Transcriptional activation of HIF-1 by RORalpha and its role in hypoxia signaling

Objective: Hypoxia-inducible factor 1alpha (HIF-1alpha) is primarily involved in the adapting of cells to changes in oxygen levels, which is essential for normal vascular function. Recently, physiological roles for retinoic acid-related orphan receptor alpha (RORalpha) have been implicated in cardiovascular diseases such as atherosclerosis. In this study, we have investigated the potential roles of RORalpha in the hypoxia signaling pathway in connection with activation of HIF-1alpha.
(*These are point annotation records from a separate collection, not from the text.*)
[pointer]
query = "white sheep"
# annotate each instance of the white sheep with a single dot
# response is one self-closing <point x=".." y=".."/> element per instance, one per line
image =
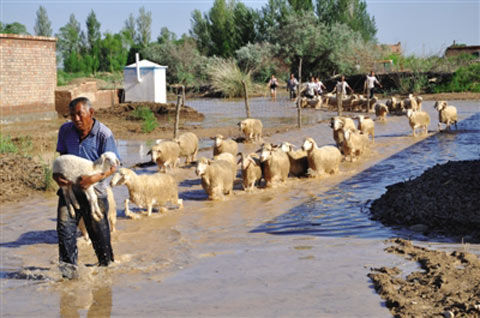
<point x="276" y="165"/>
<point x="147" y="190"/>
<point x="321" y="160"/>
<point x="72" y="167"/>
<point x="217" y="177"/>
<point x="111" y="216"/>
<point x="298" y="160"/>
<point x="355" y="144"/>
<point x="224" y="145"/>
<point x="251" y="128"/>
<point x="418" y="119"/>
<point x="188" y="143"/>
<point x="381" y="111"/>
<point x="166" y="154"/>
<point x="447" y="114"/>
<point x="251" y="170"/>
<point x="366" y="126"/>
<point x="338" y="123"/>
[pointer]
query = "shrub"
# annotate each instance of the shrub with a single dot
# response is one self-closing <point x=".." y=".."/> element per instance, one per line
<point x="227" y="77"/>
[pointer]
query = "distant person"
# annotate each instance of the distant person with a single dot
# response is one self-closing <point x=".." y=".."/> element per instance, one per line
<point x="369" y="85"/>
<point x="311" y="88"/>
<point x="319" y="86"/>
<point x="84" y="137"/>
<point x="273" y="84"/>
<point x="341" y="90"/>
<point x="292" y="84"/>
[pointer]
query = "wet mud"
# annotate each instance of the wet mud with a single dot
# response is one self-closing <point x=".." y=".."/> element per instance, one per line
<point x="448" y="284"/>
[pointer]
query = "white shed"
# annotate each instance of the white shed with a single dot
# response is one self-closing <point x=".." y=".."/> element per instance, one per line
<point x="145" y="81"/>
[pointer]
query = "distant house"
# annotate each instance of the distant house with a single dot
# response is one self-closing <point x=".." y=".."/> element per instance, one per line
<point x="456" y="49"/>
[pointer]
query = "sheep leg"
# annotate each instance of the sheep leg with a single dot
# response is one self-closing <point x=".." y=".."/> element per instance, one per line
<point x="94" y="207"/>
<point x="129" y="213"/>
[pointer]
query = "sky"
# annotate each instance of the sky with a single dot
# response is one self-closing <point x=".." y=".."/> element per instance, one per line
<point x="424" y="27"/>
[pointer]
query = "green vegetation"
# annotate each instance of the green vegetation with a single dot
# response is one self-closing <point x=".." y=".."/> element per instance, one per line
<point x="149" y="120"/>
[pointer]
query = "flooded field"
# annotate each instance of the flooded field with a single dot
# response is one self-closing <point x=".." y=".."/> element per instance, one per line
<point x="220" y="258"/>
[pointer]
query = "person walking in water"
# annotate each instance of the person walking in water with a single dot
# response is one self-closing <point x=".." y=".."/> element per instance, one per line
<point x="84" y="137"/>
<point x="341" y="90"/>
<point x="292" y="84"/>
<point x="273" y="84"/>
<point x="369" y="87"/>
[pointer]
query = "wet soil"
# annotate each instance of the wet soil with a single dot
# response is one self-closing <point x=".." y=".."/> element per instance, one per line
<point x="447" y="286"/>
<point x="445" y="199"/>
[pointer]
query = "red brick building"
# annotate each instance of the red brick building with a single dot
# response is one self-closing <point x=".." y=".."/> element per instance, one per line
<point x="28" y="77"/>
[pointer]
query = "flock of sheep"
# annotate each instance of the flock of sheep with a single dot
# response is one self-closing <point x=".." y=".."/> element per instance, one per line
<point x="271" y="163"/>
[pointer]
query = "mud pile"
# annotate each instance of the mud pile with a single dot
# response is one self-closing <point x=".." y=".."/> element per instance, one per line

Methods and results: Under hypoxic conditions, expression of RORalpha was induced. When RORalpha was introduced exogenously, protein level as well as transcriptional activity of HIF-1alpha was enhanced. Putative ligands of RORalpha, such as melatonin and Cholesterol sulfate, induced transcriptional activity for HIF-1alpha, which was abolished by RNA interference against RORalpha. RORalpha was physically associated with HIF-1alpha through DNA binding domain, which was required to the RORalpha-induced stabilization and transcriptional activation of HIF-1alpha. Finally, either Infection with adenovirus encoding RORalpha or treatment with ROR ligands enhanced the formation of capillary tubes by human umbilical vascular endothelial cells.

Conclusions: Our results provide a new insight for the function of RORalpha in amplification of hypoxia signaling and suggest a potential application of RORalpha ligands for the therapy of hypoxia-associated vascular diseases.